Our plan was to descend from camp to about 11,400' and make an ascending traverse around the low end of Gladstone's east ridge to gain what appeared on the map to be a nice bench in upper Bilk Basin and then eventually reach the base of Wilson Peak's south face around 12,900' before climbing straight up the face to intersect the west ridge around 13,800'. From there we'd take the west ridge to the summit.
The ascending traverse around the lower end of the Gladstone's east ridge worked out nicely despite being a bit steep and hardpacked in places. That made it hard for me to skin up on my splitboard and I'm sure wasn't too enjoyable for Cynthia on her snowshoes. But alas it was over quickly and we soon found ourselves on a nice flat bench looking into upper Bilk Basin.
Cynthia traversing the lower end of Gladstone's east ridge at about 11,700'. Our high camp is just below the saddle in the background.
Making tracks on the nice bench around 11,900' in Bilk Basin just north of Gladstone's east ridge.

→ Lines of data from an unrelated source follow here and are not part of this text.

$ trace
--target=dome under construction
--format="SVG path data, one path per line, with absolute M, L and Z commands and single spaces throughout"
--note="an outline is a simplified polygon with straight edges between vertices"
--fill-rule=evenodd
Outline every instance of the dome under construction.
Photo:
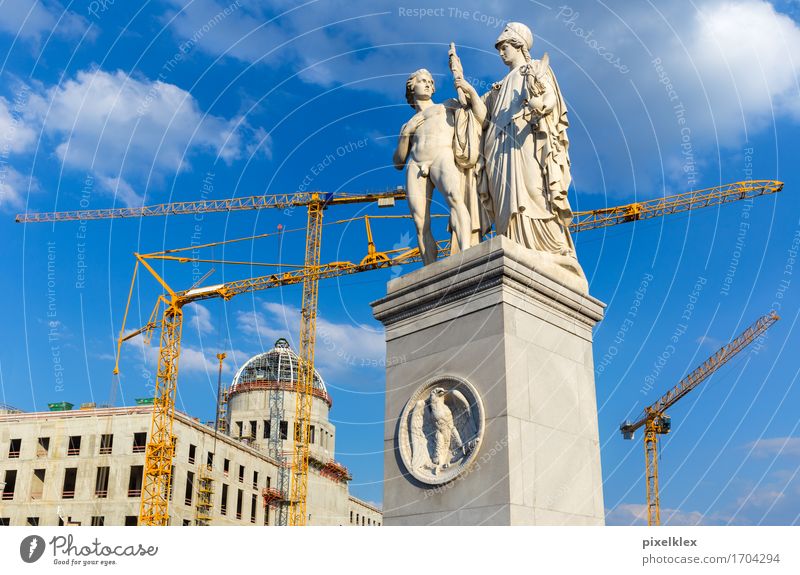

We did one more steep, ascending traverse of a slope I wasn't particularly pleased about (due to depth hoar lurking below the six inch crust surface) but it was over quickly and without incident. At 12,900' we were looking straight up the south face of Wilson Peak and were very encouraging with what lay ahead. Looking higher into the basin we could see the well-preserved cabin perched at the head of Bilk Basin. Here we opted to stash the snowboard and snowshoes and bust out the crampons and ice axes for the remainder of the climb. Off we went following a line of great step-kicking snow up the south slope.

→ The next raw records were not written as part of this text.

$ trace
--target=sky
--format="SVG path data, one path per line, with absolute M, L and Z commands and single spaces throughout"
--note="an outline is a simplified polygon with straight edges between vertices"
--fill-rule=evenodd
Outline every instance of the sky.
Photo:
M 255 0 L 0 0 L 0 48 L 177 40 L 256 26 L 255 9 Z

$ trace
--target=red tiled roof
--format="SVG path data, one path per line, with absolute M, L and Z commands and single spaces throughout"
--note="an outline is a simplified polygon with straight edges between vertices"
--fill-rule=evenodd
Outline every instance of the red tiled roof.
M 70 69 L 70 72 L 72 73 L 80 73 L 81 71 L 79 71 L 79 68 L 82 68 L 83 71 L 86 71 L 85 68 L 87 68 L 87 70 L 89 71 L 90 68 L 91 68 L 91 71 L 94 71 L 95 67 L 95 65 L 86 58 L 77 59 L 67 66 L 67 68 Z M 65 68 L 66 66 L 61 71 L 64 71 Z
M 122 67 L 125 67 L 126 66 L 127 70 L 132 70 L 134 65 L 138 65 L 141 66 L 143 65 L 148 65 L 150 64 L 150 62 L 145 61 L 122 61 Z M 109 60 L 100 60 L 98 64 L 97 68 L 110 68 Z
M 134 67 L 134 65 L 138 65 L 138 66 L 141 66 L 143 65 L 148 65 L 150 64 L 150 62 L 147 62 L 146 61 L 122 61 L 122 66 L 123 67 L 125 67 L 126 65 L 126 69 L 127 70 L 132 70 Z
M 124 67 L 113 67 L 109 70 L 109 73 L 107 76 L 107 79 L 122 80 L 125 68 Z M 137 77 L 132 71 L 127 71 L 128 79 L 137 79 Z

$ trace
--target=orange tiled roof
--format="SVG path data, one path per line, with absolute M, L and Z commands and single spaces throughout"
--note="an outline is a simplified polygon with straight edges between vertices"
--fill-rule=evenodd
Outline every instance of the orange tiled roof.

Working on up the south slope of Wilson Peak.
I optimistically hoped we had reached the ridge above always-entertaining "north side traverse" of the standard route but after ascending the ridge for a couple of minutes we found ourselves peering down into the notch that marked the start of this little traverse. D'oh! I've been through this section in spring, fall and now winter, and it's alway an attention-getter! This time was no exception. Cynthia proclaimed we must carry on and so it was. I started down first face-in and kicking steps into the snow and feeling for good rock with the front-points of my crampons. This carried on until we were well into the notch and then traversing east slowly groping for holds on rock and feeling for foot placements. It took us about 40 minutes to go the final 100' vertical to the summit but we were there at 1:30pm and stoked!

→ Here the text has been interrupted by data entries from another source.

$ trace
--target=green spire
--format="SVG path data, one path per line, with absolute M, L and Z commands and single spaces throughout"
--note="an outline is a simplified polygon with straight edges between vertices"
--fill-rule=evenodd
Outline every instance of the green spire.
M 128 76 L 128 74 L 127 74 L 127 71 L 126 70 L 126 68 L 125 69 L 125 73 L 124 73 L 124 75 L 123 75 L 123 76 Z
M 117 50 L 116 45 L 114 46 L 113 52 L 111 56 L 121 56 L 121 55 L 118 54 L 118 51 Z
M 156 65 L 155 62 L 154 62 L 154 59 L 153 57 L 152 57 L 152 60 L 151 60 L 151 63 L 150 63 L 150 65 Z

Cynthia walking the final bit of ridge to the summit. Note the tent-poles cross adorning the summit area in the lower right portion of the photo.
In the notch of the north-side traverse. Check those hand holds and steps!
Exiting the notch on the return.
Ah yes, getting ready for some riding.
That night we hit the sacks around 8:00pm just as it really began to snow in earnest. It snowed all night and when we got up at 6:00am, there was close to 10 inches of new snow on the ground!
Sunday morning--new snow!
Starting the hike out in the drab, hard to see conditions.